Okay, I’ve got to open with my bias here: I have a deep struggle with diva actors. To me, there is almost never a time when I will choose an extremely talented diva with poor behavior over a slightly less talented actor with some humility and a good attitude. I want an actor who can take direction, who is a team-player, who can communicate like an adult, and who respects the people around them. 

To me, it seems like no one takes more abuse from the diva actors than the production team.

Now, I’m not saying that there is never a legitimate reason to take issue with a technician. Were they verbally abusive? Did they make you feel uncomfortable? Is their design potentially causing safety/health issues? Okay, sure. That’s cause for further discussion. But that’s not what I’m talking about here. I’m talking about petulant, entitled, or unkind behavior that earns you an icky reputation in the theatre.

Some things to remember:

Not every person you work with is going to be your favorite. 

You can’t vibe with every director and their vision. You may not be thrilled with every costume put on your body. You may prefer stage managers who are a little less hands-on. The lighting design may not be what you’d have picked. You may think the set design is amateur. But ultimately, you are a member of a cast in a show that is multifaceted. In the same way that the lighting designer shouldn’t give you acting critiques or talk about your pitchy high notes, you shouldn’t be actively critiquing the craft of people around you either.

Are you the best actor they’ve ever worked with?

I’m asking seriously. Are you absolutely irreplaceable? Is your work worlds above those around you? Are you positive that everyone on the production team views you as the most capable and competent performer? Because in the same way that you may be thinking, “Sheila from The Rocky Horror Show is the BEST props designer I know. She would never behave like this!”, someone may be just as unimpressed with you. We are all artists whose work is subjective; your least favorite designer may be someone else’s top choice. And your own work may be lauded by one company and shrugged at by another. 

All components of the craft are valuable and worthy of respect.

One of my favorite things about theatre is its inclusion of all kinds of people and skill sets. As a teacher, I often tell students that if they can tell me what they’re good at, I can find a place for it in the theatre. Sound, lighting, props, costumes, set, wigs, dramaturgy, stage management, performance, music composition, run crew, assistant directing, makeup, special effects, the list goes on and on…

And I try to stress to my students–children, by the way–that no one’s job is more important than someone else’s. We are all part of creating one unified event together. 

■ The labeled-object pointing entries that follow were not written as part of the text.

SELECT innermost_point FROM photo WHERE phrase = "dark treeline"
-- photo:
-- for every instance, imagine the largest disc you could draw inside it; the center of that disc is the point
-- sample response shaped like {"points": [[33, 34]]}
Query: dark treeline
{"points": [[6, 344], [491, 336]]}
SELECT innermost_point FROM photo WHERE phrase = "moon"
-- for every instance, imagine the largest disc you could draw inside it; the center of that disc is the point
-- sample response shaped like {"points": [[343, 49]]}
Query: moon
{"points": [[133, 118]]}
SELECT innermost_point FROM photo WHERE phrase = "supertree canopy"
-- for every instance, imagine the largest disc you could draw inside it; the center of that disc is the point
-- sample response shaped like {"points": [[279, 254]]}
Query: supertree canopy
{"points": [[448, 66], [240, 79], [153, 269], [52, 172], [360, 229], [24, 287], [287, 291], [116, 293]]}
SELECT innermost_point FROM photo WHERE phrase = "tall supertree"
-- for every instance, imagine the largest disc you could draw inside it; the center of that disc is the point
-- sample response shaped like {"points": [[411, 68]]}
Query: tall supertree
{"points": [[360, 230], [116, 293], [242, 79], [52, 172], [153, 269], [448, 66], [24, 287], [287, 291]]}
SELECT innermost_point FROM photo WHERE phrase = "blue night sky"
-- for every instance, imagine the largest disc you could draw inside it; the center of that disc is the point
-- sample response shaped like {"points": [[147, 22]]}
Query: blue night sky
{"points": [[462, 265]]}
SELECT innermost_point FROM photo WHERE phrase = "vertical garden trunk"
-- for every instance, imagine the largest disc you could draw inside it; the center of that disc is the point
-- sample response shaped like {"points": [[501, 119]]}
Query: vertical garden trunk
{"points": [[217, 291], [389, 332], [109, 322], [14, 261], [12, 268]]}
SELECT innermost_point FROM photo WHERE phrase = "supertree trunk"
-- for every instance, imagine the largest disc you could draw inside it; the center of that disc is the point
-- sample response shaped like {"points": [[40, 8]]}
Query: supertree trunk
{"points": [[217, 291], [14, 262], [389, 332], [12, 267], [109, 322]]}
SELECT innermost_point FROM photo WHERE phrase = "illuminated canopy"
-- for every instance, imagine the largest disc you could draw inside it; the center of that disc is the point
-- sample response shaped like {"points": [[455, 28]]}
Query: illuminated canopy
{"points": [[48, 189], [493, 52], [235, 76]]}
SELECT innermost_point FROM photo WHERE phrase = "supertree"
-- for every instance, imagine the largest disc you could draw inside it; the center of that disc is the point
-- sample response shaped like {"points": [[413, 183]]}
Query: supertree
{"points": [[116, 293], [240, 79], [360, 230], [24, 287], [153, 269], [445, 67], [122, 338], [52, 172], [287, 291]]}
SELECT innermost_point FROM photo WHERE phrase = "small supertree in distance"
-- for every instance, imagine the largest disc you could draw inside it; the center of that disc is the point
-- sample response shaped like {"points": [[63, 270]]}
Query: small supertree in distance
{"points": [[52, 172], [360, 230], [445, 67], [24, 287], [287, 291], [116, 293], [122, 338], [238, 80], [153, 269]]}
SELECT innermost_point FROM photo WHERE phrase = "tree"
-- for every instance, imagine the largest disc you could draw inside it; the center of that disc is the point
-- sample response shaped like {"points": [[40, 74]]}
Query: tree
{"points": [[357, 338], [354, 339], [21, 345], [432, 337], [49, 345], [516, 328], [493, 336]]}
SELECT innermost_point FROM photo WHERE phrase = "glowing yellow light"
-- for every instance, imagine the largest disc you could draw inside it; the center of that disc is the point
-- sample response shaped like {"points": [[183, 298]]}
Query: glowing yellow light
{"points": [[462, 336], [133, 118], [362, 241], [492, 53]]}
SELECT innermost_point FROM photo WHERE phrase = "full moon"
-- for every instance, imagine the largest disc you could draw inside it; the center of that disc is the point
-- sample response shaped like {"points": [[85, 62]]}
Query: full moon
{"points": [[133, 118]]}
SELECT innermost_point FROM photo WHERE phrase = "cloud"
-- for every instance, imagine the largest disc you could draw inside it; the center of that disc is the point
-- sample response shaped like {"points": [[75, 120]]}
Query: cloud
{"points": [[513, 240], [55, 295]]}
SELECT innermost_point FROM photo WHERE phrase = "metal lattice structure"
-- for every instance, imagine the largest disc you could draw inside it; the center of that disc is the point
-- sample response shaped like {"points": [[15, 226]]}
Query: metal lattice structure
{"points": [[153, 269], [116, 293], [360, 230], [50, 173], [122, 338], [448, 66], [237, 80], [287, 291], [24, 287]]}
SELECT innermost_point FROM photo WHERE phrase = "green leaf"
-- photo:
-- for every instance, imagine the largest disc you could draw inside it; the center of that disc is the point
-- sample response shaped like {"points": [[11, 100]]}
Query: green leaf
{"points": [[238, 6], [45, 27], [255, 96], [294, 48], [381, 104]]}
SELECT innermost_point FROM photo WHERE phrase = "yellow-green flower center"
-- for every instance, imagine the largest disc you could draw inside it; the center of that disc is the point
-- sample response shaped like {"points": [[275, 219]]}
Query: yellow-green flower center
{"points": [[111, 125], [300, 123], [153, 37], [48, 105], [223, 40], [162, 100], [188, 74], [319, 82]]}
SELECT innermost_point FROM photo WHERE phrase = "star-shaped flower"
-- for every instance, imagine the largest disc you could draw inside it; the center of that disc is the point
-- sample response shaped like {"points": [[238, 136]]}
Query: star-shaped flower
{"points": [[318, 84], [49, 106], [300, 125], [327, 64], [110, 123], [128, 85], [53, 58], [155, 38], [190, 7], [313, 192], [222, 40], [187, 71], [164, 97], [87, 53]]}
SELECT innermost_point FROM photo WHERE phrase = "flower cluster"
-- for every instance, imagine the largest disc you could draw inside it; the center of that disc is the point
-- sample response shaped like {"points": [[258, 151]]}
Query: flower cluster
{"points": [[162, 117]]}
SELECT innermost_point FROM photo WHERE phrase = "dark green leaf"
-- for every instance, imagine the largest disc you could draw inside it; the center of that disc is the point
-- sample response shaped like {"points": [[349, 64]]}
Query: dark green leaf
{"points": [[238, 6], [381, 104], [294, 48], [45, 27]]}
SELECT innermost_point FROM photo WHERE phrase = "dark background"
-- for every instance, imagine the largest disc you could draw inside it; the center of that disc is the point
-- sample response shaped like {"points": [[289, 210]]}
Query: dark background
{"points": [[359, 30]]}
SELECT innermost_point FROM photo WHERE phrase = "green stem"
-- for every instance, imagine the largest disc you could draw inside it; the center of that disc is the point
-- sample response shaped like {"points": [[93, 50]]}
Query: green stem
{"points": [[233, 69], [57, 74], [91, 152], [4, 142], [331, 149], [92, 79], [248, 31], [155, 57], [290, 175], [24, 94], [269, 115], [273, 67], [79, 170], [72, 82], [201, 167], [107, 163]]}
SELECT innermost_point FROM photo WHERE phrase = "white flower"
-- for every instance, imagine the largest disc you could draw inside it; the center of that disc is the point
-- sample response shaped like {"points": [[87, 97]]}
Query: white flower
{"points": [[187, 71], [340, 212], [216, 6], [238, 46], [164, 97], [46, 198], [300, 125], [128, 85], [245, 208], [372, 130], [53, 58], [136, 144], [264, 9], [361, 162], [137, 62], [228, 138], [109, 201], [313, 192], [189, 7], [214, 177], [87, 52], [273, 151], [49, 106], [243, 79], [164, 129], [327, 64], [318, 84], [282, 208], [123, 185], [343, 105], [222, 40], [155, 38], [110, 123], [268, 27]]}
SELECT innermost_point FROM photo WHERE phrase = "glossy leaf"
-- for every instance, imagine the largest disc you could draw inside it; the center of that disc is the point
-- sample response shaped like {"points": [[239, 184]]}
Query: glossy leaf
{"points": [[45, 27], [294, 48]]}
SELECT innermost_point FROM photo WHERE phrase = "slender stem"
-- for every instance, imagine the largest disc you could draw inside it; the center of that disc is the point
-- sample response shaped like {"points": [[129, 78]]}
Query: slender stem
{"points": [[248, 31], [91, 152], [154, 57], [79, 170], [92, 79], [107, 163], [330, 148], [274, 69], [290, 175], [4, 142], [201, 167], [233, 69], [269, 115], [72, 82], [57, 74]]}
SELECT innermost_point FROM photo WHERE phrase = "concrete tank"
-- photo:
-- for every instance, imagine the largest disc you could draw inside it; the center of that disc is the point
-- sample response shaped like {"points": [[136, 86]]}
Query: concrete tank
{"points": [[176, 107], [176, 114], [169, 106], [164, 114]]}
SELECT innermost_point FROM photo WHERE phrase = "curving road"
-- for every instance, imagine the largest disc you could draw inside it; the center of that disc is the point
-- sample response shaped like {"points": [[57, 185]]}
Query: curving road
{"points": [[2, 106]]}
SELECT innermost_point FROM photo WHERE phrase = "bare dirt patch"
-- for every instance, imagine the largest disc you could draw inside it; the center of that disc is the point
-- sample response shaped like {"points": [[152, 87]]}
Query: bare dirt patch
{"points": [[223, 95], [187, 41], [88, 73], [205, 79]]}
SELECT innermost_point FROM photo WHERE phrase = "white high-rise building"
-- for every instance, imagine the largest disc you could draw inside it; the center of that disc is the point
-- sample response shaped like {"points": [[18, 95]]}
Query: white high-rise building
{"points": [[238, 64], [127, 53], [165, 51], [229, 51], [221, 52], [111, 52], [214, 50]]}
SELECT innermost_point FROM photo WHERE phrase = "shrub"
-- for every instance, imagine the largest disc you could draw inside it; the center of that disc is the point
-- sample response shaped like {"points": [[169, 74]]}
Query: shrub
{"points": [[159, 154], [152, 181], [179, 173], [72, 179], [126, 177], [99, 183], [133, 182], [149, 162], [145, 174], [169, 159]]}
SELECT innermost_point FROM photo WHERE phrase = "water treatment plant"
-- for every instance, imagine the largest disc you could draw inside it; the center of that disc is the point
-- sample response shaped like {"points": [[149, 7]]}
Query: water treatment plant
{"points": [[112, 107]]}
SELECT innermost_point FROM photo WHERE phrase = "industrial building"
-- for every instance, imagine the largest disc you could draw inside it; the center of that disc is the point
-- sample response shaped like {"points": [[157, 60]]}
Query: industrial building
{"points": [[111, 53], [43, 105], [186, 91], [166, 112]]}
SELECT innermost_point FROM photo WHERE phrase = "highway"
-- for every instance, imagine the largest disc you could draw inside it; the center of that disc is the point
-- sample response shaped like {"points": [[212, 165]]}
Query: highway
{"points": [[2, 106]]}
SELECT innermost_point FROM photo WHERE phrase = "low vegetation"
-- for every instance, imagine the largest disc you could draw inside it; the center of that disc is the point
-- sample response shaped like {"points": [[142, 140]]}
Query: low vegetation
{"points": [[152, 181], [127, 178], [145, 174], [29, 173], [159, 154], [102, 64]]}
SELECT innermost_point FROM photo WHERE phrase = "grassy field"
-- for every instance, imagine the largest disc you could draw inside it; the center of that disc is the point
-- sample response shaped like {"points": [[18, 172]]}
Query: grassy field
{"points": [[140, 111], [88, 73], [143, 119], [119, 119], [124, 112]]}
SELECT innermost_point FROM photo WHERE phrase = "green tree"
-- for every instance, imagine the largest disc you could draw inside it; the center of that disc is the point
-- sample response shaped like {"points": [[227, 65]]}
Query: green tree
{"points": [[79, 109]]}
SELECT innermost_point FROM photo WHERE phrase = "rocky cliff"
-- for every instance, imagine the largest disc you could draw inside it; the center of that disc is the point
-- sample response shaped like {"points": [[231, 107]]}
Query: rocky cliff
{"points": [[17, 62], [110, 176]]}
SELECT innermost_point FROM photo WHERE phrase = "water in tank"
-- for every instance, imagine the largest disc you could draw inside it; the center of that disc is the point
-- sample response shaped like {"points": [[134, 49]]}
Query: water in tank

I expect that adults should know that. But I also expect that adults should tip their servers and return their grocery carts to the designated location; that they should respect each person in an industry for not only their work, but also for their humanity. 

But wait wait wait, okay–

Let’s say you’re thinking, “Okay yes, that’s ideal. But I have bad days too sometimes! I’ve had some valid traumatic experiences with crew members that have left me ready for battle!  I take pride in my work, and I want this show to be excellent! My responses relate to a diagnosis that I am working on in therapy, and I can’t get it right every time! I am not perfect!”

Totally, totally, totally. I hear you. We are all coming from different places. We are not without fault. We all have our own backstory and things to work on. So if it turns out, you’re an accidental diva? You’ve gotten overwhelmed and stormed out, you spoke too sharply to someone who wasn’t at fault, you were perfection-driven and tried to micromanage someone else’s job…okay. Things happen. Here are some tips for managing those moments.

What to do on Day One…

Be communicative and upfront if you know you have specific (reasonable) needs. Examples: 

  • -“I need a few minutes to warm up away from the group before run-thrus. I can come before call to make sure I have time.”
  • -“I’m really uncomfortable in skin-tight clothing. I’m hoping that doesn’t affect your costume design for my character. If so, I’m happy to work through it with you.” 
  • -“I get overwhelmed sometimes, and may occasionally need a moment to myself. Can we work out a signal in case that happens?” 

What to do in a moment of impending diva-ness…

Breathe. Check in. Assess. Remember that you are in a professional environment and that your behavior / attitude affects your hireability, reputation, and relationships with those involved. Can this moment be unpacked later, when you’re less riled up? Can you bite your tongue, process your feelings, and come back to the moment? Can you excuse yourself to the restroom and come back when you’re feeling more settled? (That being said, I have 100% broken down in tears in professional spaces in front of others. I get it…but, ya know, I’d rather avoid it when possible.) 

What to do when you have time to reflect…

Take a moment to recognize all the things on your own plate that bring you stress. Now think through the people on your team that you’re struggling with. Remind yourself of all of the people, projects, and tasks that you know they regularly deal with. Now assume there’s much more than you know. Now also remember that they have full lives outside of this production, and that you don’t know the intricacies of their daily life. Cut them the amount of slack you would hope one would cut you. 

What to do if you mess up…

Process, apologize, be humble, and adjust. 

Conclusion: don’t be a jerk just to be a jerk. If not for others, for your own career.